The heterogeneous precipitation of the η (MgZn2) phase on the E (Al18Mg3Cr2) dispersoids of the 7075 aluminum alloy was systematically investigated by atomic resolution high-angle annular dark-field scanning transmission electron microscopy (HAADF-STEM) and energy dispersive X-ray spectrometry (EDX). It is found that coarse η particles are heterogeneously precipitated at the E particle interface after water quenching and isothermal aging at 120 °C. The incoherent E/Al interface is responsible for the high tendency of heterogeneous precipitation of the η phase.

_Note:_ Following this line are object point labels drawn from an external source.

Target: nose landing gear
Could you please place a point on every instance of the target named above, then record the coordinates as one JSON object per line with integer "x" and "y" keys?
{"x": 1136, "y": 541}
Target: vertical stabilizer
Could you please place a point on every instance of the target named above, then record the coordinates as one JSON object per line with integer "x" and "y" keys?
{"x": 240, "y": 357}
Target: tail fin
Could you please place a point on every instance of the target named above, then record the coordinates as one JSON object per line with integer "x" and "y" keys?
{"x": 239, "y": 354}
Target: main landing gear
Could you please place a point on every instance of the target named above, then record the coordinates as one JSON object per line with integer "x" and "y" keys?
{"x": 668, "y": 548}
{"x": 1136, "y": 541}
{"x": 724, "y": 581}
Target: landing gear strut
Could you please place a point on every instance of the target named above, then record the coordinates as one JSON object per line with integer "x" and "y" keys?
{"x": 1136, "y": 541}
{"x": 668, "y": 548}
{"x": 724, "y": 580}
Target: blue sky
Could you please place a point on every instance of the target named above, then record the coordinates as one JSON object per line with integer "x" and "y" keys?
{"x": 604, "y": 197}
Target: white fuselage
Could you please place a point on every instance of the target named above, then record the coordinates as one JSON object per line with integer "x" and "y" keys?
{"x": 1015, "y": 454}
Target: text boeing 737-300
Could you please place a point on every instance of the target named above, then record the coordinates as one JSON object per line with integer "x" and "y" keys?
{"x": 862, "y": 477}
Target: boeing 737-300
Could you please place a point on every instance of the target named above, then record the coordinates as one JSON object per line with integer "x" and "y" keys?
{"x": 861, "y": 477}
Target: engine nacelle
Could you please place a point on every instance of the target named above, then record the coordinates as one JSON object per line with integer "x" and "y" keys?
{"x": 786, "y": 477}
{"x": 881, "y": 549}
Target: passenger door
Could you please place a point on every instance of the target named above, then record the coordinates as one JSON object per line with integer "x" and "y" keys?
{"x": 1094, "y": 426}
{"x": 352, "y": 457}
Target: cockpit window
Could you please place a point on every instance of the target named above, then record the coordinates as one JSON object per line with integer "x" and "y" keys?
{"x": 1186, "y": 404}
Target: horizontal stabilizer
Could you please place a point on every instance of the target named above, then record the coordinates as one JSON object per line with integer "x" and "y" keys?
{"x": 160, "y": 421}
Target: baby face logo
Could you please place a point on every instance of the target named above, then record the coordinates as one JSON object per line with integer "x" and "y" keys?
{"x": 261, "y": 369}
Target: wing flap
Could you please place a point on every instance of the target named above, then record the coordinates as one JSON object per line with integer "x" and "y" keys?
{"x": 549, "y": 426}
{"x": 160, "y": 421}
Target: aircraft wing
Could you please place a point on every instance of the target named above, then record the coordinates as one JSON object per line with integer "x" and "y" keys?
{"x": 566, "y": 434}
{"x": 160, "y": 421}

Two different orientation relationships (ORs) between the η, E and Al matrix are identified: OR1 [21¯1¯0]η//[011]E//[1¯12]Al, (011¯0)η//(133¯)E//(201)Al, OR2 [1¯12]E//[0001]η//[011]Al, (011¯0)η//(220)E//(344¯)Al. The η phase is preferential to nucleate along the {111}E or the {220}E planes, depending on its OR. The heterogeneous nucleation of η phase on the E particle could stabilize the E/Al interface by introducing a coherent E/η interface, which increases the drive force of heterogeneous precipitation. The reorientation of η phase and mutual diffusion of solute atoms could assist the coherency of the E/η interface. The present results suggest that increasing the coherency of the E/Al interface is a promising method to suppress the heterogeneous precipitation of the η phase.